Forecasters warning there could be flight delays or cancellations and slower journey times on the roads.
After the fog clears, there will be decent sunny spells in southern parts of England and Wales as well as northern Scotland.
But central areas will be mostly cloudy with a few spots of rain possible at times.
A Meteogroup forecaster added: “The evening will be dry with clear spells for most, although there will be cloud and the odd spot of rain across parts of northern England, Wales and the north and east Midlands.
“Through the night, it will become cloudy for many central and eastern areas but southern and northern areas will remain clear, with a widespread frost developing for Scotland.”
Enjoy the sunshine while you can, as snow could be arriving in time for Mother’s Day – thanks to a “polar plume” from Greenland.
A Met Office forecaster said: “Sunday will feel colder, with a frosty Monday with wet and windy weather in the North.
“Tuesday’s showers have some sleet and snow over hills in the North.
“The period is most likely to remain unsettled, with showers heaviest in the North and wintry over hills, with overnight frosts likely.
“It will also become generally windy, with gales possible, especially towards the North-West.”
Today Sheffield’s temperature soared to a whopping 19C, with other parts of England reaching 18C.
Sadly, the recent spring sunshine won’t last for long – as the jet stream pushes southwards over the coming days, bringing some rain over the weekend.
Tomorrow will be “largely fine and warm” in the South with some outbreaks of rain possible, while the North is expected to be “cold and bright with a few showers”.
On Mothering Sunday it will begin to feel colder, with temperatures dropping to around 11C in the Southwest.

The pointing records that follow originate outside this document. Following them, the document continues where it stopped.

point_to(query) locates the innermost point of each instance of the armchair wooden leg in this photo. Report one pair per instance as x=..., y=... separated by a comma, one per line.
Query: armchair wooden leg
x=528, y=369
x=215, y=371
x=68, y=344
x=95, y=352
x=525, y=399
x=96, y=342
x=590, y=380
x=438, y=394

A Met Office forecast said: “Next week will be off to a chilly but mainly fine start on Monday, though it will gradually become more changeable through the week.
“There will be rain and strong winds at times, mainly in the northwest of the UK, where gales are likely.
“Some rain is possible in the south too, but there will be more in the way of dry weather.
“The unsettled weather is likely to continue into mid April.”
Colder air will also feed in, with high temperatures dropping to around the 10C mark.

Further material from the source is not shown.